Federal insurance allows bank customers to be able to access their money, up to the insured amounts, in the event of a bank failure.

According to the FDIC, deposit accounts, such as checking and savings accounts, are typically insured up to $250,000 per depositor, per insured bank and per ownership category. (A “single” account is one type of ownership category, a “joint” account with more than one owner is another type of ownership category.)

Credit unions also offer federal protection through the National Credit Union Administration, also up to $250,000 per owner, per insured credit union and per ownership category.

The statement from JPMorgan Chase is notable because it allows First Republic Bank depositors to have access to their uninsured deposits, which generally means those with balances above the $250,000 FDIC limits.

How to protect your deposits

This is likely a welcome announcement for affected customers. But for anyone with a large amount of money in the bank, you will want to consider how you can protect your balance when it’s above $250,000.

If you have a balance that is within federal insurance limits, you’ll want to make sure your money is with a financial institution that’s federally insured. This could be a large bank with several branches, a smaller regional one or even an online bank.

In addition to banks and credit unions, there are financial technology companies that offer spending and saving apps that earn interest. These companies typically partner with an FDIC-insured bank to hold customer funds. Before opening any account, check with the institution directly to see if your funds would be federally insured.

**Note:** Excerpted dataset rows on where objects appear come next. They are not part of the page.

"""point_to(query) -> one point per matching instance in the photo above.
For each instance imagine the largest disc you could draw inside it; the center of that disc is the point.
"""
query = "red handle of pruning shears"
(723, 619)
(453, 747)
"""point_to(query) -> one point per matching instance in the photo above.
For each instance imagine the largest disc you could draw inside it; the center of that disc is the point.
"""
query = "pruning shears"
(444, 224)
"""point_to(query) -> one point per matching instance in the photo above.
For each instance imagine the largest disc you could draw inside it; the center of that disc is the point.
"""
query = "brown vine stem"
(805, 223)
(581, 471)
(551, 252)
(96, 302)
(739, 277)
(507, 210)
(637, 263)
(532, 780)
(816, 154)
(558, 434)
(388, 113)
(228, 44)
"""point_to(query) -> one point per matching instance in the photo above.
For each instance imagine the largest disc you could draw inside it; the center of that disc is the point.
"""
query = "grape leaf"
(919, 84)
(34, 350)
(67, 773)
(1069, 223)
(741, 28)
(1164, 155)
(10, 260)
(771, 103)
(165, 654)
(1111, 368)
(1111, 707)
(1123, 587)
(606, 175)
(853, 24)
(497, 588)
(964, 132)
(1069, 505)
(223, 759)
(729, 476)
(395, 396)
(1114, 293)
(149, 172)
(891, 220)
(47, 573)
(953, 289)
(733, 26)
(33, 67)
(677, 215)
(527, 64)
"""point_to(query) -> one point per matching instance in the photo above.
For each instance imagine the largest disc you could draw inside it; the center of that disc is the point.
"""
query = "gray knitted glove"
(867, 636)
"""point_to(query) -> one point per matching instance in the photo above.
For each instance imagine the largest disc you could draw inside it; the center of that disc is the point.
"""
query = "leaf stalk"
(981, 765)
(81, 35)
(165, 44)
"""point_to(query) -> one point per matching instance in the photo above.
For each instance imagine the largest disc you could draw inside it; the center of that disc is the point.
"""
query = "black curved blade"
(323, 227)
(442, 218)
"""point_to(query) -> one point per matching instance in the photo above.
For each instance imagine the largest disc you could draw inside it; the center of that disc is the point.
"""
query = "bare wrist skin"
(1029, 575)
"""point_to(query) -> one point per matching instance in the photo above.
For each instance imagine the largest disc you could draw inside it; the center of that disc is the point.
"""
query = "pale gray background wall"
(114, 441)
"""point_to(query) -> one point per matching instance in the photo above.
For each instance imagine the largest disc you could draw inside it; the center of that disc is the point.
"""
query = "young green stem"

Bank failures are rare, but they can happen. In fact, there have been 564 bank failures since 2001, and three this year — though the ones that failed this year are the first since October 2020. For context, as of December 2022, there were about 4,700 FDIC-insured banks.

With the First Republic Bank failure, former customers will have an opportunity to continue a banking relationship with JPMorgan Chase. But the news of First Republic's closure is a reminder to anyone with a checking or savings account about the importance of federal insurance.